Date with the Gentoo Oxen – Part Quatre

This is already my 4th iteration of “Why I love Gentoo and really enjoy the pain of working with it”. Therefore, I decided to do a brief recap of what changed in my impressions and understanding of this unique and enchanting GNU/Linux distributions. My initial experiments could be easily summed up with a meme we all learned to appreciate in times of anxiety.

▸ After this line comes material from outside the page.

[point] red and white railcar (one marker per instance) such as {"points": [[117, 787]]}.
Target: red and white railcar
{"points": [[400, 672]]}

ihavenoideaI had no idea what USE flags are or do. Kernel configuration was black magic and so was building a GNU/Linux system from scratch. Yes, I managed to install Arch Linux before trying out Gentoo, but that alone was still insufficient. I might’ve as well went “full throttle” and read the whole Linux From Scratch (LTS) handbook at that point. Come to think of it, LTS ought to be mandatory for achieving computing Zanzara. So, my first (and second, in fact) Gentoo installation was an absolute mess. I wanted to play the “hardcore hacker” and blocked all USE flags from the selected profile via “-*”. This was a bold (read: dumb) move and it quickly spiralled into an oblivion of circular dependencies. My third attempt was a bit less dramatic and besides odd configuration problems, Chromium constantly crashing and unbootable kernels, I could actually use the system I sculpted myself. Vae victus!

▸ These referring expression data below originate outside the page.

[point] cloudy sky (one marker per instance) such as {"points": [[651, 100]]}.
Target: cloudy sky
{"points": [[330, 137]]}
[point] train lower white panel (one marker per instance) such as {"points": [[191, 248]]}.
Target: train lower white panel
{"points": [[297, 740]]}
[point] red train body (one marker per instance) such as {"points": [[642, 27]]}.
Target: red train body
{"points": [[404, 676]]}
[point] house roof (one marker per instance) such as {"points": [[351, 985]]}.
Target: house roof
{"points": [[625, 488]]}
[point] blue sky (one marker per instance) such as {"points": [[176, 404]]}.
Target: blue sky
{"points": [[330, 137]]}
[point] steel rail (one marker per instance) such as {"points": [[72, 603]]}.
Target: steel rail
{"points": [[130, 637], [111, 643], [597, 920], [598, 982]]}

Now comes my 4th attempt, which thus far is surprisingly successful. To make my life harder I decided to utilize my spare MacBook (late 2009) with its pesky integrated nVidia and Broadcom wireless. First thing I noticed was that beginning with an Arch Linux liveCD is possibly the easiest way to install Gentoo, believe it or not. 1 tty for messing with partitions and chroot, and 1 tty with links/elinks/lynx displaying the Handbook. Since I installed Gentoo 3 times already, preparing the hard drives and entering the chroot environment was easy enough. Though not designed for Gentoo, Arch has an “arch-chroot” script, which does all of the extra /dev mounting steps and chroot for the user. Furthermore, I never used genkernel extensively so I decided to let it choose some “sane defaults” for me and do its compilation magic. That also gives a reasonable .config to work with later on. The full installation took me 3 mornings and 3 evenings, because of $dayjob. It went quite smoothly and on my 4th morning I was ready to boot into my freshly built environment.

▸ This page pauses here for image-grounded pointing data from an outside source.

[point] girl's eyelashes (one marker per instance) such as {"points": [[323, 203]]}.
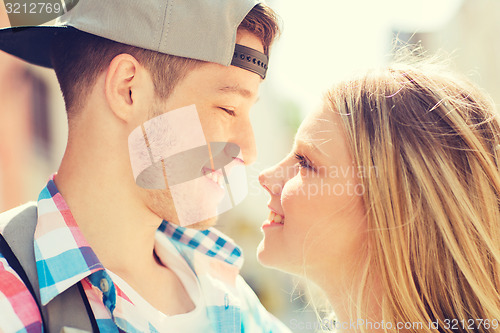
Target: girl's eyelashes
{"points": [[304, 162], [228, 111]]}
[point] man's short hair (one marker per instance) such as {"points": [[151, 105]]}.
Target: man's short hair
{"points": [[79, 57]]}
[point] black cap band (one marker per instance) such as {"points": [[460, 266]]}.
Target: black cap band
{"points": [[250, 59]]}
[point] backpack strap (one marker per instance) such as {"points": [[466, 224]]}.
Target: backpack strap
{"points": [[68, 309], [7, 253]]}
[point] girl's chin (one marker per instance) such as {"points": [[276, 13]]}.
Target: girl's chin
{"points": [[271, 257]]}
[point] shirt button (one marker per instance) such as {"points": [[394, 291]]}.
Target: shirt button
{"points": [[104, 285]]}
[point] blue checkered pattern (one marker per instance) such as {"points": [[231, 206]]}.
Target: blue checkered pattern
{"points": [[64, 258]]}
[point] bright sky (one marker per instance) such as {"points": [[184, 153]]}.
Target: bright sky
{"points": [[325, 41]]}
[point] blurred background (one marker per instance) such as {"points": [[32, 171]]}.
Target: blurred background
{"points": [[323, 41]]}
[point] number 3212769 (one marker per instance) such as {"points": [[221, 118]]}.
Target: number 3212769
{"points": [[33, 8]]}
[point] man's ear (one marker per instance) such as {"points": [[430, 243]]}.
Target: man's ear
{"points": [[123, 87]]}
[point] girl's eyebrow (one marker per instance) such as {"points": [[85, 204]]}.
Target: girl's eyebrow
{"points": [[313, 149]]}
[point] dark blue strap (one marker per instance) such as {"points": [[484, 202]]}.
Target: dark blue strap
{"points": [[7, 253]]}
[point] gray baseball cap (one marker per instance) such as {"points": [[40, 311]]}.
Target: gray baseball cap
{"points": [[198, 29]]}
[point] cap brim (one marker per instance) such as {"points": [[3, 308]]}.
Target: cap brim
{"points": [[32, 44]]}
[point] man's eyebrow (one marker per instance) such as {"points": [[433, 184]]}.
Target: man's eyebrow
{"points": [[236, 89]]}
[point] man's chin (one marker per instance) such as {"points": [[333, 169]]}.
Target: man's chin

While the installation and initial setup are considered tedious, many steps can be automated with well-designed Shell scripts (see: arch-chroot). Gentoo developers are generally against excessive automation, though for personal use I think it’s perfectly reasonable. When a full installation is complete, cloning it is as simple as preparing a tarball of the whole filesystem or utilizing the power of the “cp” copy command. As usual, I had problems with the Broadcom bcm4322 wireless adapter. Apparently, the default kernel didn’t recognize the chip properly and I had to go through the kernel .config anyway. I guess compiling one’s own kernel is crucial after all. Thankfully, after disabling all of the unnecessary features my system would boot and run twice as fast. Also, the Broadcom adapter was recognized by the b43 driver and works since.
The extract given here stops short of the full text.